The Nizkor Project: Remembering the Holocaust (Shoah)

Censoring InterNet Can't Stop Zündel


[Typos ours. knm]

Title: Censoring Internet can't stop Zundel
BY: Chris Cobb [Southam Newspapers, Ottawa]
In: The Calgary Herald [Op-ed Page], Tuesday, Feb. 6, 1996
The Calgary Herald e-mail address:
letters@theherald.southam.ca

Anti-censorship activists are rebelling against a German government decision to block Internet access to the writings of Toronto-based neo-Nazi Ernst Zundel. And Zundel, a bystander in the dispute, is emerging the winner.

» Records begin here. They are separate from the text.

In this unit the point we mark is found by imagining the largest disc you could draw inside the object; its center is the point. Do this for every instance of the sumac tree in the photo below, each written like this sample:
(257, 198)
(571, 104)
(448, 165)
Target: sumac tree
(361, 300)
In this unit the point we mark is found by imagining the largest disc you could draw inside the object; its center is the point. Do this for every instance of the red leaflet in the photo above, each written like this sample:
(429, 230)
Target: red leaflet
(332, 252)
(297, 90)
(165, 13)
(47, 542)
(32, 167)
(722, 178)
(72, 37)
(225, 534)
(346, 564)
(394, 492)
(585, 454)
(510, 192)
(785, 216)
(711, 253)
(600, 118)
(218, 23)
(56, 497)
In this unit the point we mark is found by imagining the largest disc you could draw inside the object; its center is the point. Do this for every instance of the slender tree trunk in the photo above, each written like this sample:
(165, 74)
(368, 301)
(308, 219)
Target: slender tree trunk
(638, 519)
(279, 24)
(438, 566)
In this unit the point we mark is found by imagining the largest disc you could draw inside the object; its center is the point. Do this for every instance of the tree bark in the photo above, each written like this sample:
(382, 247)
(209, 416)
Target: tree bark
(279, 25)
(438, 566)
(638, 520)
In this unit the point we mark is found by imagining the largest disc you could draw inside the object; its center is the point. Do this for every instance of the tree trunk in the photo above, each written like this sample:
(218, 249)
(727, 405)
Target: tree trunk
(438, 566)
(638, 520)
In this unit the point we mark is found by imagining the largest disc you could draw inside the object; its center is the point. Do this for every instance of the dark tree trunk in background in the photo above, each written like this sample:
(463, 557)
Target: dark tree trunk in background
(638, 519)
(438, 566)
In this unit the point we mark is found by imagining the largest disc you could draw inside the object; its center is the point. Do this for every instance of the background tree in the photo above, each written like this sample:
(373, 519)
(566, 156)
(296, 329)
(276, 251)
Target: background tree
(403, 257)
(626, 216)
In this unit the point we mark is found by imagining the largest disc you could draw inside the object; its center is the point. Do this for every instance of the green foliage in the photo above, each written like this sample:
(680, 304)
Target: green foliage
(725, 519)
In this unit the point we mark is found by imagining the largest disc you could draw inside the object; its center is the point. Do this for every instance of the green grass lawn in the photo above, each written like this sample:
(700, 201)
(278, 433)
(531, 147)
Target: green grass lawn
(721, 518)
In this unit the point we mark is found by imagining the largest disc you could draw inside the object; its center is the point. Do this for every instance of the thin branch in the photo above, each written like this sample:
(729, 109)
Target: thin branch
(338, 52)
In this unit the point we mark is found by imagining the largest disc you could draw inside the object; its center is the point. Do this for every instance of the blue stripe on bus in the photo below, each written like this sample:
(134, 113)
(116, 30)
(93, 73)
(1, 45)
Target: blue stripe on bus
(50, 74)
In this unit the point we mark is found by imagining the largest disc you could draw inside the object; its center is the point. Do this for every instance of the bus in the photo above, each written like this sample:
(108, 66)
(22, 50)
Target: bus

At least 10 activists at prestigious U.S. universities have created so-called mirror sites, which means that Zundel's own website has multiplied and the German ban on his Holocaust denial diatribes severely weakened, if not rendered ineffective.

The German government launched its offensive against German Internet providers last week in the hope of stopping neo-Nazi propaganda reaching the country's Internet users. German authorities have threatened to prosecute two American companies--Compuserve and America Online--and a German company called T-Online which has one million users. Compuserve has 220,000 users in Germany and America Online 40,000.

T-Online has blocked Zundel's material, which he sends from a web site in Santa Cruz, Calif. The two American companies say they will co-operate but haven't yet cut Zundel off. Under German law, Holocaust denial and distribution of Nazi material is a crime.

This is the second major attempt by German authorities to block material on the Internet. Around Christmas, Compuserve was ordered to block dozens of pornographic sites from entering the country. The company complied.

The Zundel mirror sites have been created mainly through computer systems at prominent American universities, including Stanford in California, Carnegie-Mellon in Pittsburgh and the University of Texas.

David Jones, president of the free speech advocacy group Electronic Frontier Canada (EFC), says anti-censorship activists copying the Zundelsite don't support Zundel's views:

"They are opposed to the German government imposing its will on the rest of the world. What's ironic is that this latest attempt at censorship has resulted in the information being copied to new locations in cyberspace and becoming more accessible. It's transforming Zundel from a nobody to a somebody. The net effect of this is the opposite of what the Germans wanted."

An Internet site originally developed as a joke by two Toronto men is also proving to be a way around censorship. The "Canadianizer" site has the capacity to fetch copies of other web sites from anywhere in the world. It then automatically inserts Canadianisms such as "eh" at the end of sentences and displays the site as if it orginated in Canada.

In the current German case, it means that an Internet user anywhere in Germany could contact the Toronto site and instruct it to fetch Zundel's material. It would then be displayed to the German user with the minor inconvenience of some "hoserisms."

People who receive their Internet service from a commercial provider can be blocked from seeing whatever the provider chooses to ban, but experts say total censorship of the Internet is impossible. The latest act of defiance by free speech activists seems to prove the point.

Zundel is watching the situation carefully and basking in the glare of international publicity. His profile in Germany, lower than in Canada, is on the rise.

"Notoriety does have its advantages," he said Friday. "But I realize that these people, like me, are fighting for a principle. Many of them, I know, wouldn't touch me with a 10-foot pole."